Here are three examples we love to help you think about how you might try to make it work.
Miso Tone uses a large, art-style type treatment with an experimental typeface. While the text itself doesn’t move, almost everything around it has some interactivity. The mouse pointer/hover has a circle dot, the background type shifts and moves, and the photo/video area features constant motion. There’s also a news scroller at the bottom of the page. There’s plenty to look at, with a primary focus on the text.
Full Circle
doesn’t give you the chance to think about anything other than the type. The big, white letters animate onto the screen, and the colorful background stays in constant motion. There’s also a small scroll animation to help you experience the next level of the design.
Michael Kovs leads with a loading video in which the big words grow until everything pops into a more static position. Then, the big letters have a bit of a glitch effect (also a trendy design element) that keeps motion at the forefront of the design. The design also uses a bit of unique navigation with boxes below the big words that pop you to other parts of the website quickly. While there is constant motion here, it plays simply enough that you don’t ever end up with that sea-sick feeling that often comes with sites that have too many animated effects.
3. Digital Overprint Styles
Overprint is one of those print design techniques that offers a lot of visual interest. When replicated online, it can have much the same effect.
When colors are overprinted, they interact with each other, blending and creating new hues or tones. Overprinting can be used to create richer colors or subtle shading effects. The resulting effect can be complex, and online, it mimics the effect of using multiple layers to highlight color and effect.
A digital overprint can also be controlled, allowing the designer to create whatever color options they want in the resulting artwork. Here, we’ll look at a more natural overprint, a dot matrix with overprint, and a fun black-and-white option.
Otis Bay Studio
uses animation with a fun digital overprint style to fill letters and merge color elements for added interest against the black-and-white outline. They balance it with softer gradients in text blocks and some interesting scroll effects.
Museum in the Village uses a dot gain style mixed with color to pull color together in a way that’s quite reminiscent of old print designs. The overprint style is carried throughout the scroll and the rest of the design to create a full theme in this style.
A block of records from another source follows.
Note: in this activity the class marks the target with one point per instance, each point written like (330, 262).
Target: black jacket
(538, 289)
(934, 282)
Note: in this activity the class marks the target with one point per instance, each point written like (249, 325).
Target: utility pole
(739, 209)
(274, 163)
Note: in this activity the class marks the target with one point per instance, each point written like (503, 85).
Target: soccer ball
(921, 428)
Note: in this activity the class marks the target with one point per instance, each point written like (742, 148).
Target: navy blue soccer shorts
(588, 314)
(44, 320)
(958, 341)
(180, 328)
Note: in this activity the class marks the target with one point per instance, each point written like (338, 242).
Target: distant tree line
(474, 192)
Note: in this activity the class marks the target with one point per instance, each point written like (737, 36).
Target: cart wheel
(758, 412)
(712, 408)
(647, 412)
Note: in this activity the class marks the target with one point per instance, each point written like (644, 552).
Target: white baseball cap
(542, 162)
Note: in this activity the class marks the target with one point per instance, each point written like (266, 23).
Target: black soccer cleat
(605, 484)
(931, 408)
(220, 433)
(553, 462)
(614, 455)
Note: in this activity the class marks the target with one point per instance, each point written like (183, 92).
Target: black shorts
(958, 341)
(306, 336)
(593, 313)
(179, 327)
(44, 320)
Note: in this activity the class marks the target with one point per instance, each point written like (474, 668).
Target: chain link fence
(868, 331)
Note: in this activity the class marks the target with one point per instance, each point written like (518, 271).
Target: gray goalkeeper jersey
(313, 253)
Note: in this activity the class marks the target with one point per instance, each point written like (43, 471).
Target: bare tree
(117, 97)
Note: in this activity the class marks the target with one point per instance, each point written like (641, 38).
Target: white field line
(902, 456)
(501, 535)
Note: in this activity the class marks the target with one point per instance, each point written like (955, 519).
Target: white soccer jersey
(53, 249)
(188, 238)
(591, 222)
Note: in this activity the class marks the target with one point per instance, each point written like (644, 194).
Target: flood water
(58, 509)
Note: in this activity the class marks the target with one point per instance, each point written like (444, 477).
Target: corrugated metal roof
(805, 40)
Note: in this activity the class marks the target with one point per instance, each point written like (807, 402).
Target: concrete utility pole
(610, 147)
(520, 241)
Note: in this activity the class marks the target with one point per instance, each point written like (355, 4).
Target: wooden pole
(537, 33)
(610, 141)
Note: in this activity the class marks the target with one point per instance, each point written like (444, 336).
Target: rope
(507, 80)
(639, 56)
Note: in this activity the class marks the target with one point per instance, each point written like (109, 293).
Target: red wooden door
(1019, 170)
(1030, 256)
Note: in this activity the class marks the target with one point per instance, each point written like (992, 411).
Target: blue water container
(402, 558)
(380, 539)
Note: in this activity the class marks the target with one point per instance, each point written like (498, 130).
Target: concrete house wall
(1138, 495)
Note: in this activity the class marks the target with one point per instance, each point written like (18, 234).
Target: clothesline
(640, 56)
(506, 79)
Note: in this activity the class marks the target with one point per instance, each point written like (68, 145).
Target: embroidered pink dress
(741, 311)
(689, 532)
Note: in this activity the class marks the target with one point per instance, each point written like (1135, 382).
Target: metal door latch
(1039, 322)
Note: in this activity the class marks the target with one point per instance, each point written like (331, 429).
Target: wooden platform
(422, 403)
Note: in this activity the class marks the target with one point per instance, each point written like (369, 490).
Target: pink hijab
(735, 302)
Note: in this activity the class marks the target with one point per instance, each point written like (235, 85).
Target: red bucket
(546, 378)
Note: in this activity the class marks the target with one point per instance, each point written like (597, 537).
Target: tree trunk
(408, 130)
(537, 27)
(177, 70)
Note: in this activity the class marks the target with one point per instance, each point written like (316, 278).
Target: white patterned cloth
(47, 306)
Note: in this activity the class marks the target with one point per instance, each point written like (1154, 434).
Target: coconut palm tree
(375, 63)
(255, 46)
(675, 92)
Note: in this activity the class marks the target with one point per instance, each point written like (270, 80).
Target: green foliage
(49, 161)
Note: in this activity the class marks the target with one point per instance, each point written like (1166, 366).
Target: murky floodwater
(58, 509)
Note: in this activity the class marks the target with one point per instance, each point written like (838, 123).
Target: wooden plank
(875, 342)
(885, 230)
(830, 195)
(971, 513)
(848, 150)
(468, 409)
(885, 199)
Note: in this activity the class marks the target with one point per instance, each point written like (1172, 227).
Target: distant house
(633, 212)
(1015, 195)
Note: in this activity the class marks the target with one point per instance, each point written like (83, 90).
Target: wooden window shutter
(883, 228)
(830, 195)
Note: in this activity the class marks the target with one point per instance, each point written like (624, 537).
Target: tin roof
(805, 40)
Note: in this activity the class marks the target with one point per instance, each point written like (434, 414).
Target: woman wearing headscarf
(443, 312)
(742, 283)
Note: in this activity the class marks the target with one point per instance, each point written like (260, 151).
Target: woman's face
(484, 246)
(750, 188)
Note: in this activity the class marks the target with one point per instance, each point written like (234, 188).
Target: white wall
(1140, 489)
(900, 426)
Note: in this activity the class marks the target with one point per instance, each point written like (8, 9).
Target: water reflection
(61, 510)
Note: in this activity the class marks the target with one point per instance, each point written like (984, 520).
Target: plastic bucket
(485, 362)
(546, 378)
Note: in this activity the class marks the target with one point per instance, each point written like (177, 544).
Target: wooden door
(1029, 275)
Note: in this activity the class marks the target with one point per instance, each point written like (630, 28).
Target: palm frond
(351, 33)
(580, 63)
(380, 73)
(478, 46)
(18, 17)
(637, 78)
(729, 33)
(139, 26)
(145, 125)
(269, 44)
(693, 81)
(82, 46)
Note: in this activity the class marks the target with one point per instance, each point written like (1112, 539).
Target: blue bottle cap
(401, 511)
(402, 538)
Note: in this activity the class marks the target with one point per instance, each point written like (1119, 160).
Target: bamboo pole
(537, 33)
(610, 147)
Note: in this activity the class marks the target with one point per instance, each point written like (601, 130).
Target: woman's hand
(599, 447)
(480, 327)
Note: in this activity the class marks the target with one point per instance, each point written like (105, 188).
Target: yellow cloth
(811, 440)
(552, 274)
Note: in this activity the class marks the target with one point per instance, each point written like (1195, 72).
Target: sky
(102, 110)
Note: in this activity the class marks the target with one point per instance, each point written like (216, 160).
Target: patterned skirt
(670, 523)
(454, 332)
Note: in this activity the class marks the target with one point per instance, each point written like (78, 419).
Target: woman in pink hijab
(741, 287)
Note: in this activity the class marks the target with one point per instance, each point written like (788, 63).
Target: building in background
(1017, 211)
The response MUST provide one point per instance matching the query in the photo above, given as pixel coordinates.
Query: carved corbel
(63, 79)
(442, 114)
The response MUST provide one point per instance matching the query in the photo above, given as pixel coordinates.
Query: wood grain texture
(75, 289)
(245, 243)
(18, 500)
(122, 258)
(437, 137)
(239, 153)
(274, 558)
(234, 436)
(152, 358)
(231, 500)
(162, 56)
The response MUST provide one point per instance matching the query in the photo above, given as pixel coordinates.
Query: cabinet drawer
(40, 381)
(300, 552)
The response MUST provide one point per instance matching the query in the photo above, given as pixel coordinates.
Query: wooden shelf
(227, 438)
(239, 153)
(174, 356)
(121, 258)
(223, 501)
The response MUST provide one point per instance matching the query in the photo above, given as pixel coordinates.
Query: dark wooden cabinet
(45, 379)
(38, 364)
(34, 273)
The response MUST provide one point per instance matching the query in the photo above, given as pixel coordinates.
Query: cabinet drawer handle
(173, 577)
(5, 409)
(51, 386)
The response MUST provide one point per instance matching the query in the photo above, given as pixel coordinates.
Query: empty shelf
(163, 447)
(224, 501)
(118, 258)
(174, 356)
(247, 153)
Scrib3 uses an outline and inline style to create an overprint effect without a lot of color. While the effect is somewhat stark, it is a nice take on a brutalist design with a bit more modern twist.
Conclusion
The one challenge with our collection of trends this month is that most of them are full design options. There aren’t a lot of pieces you can mix and match with existing frameworks without a significant amount of work.
These trends are great to consider when starting new projects or implementing a website facelift. Experiment and have fun with these ideas, and make them your own.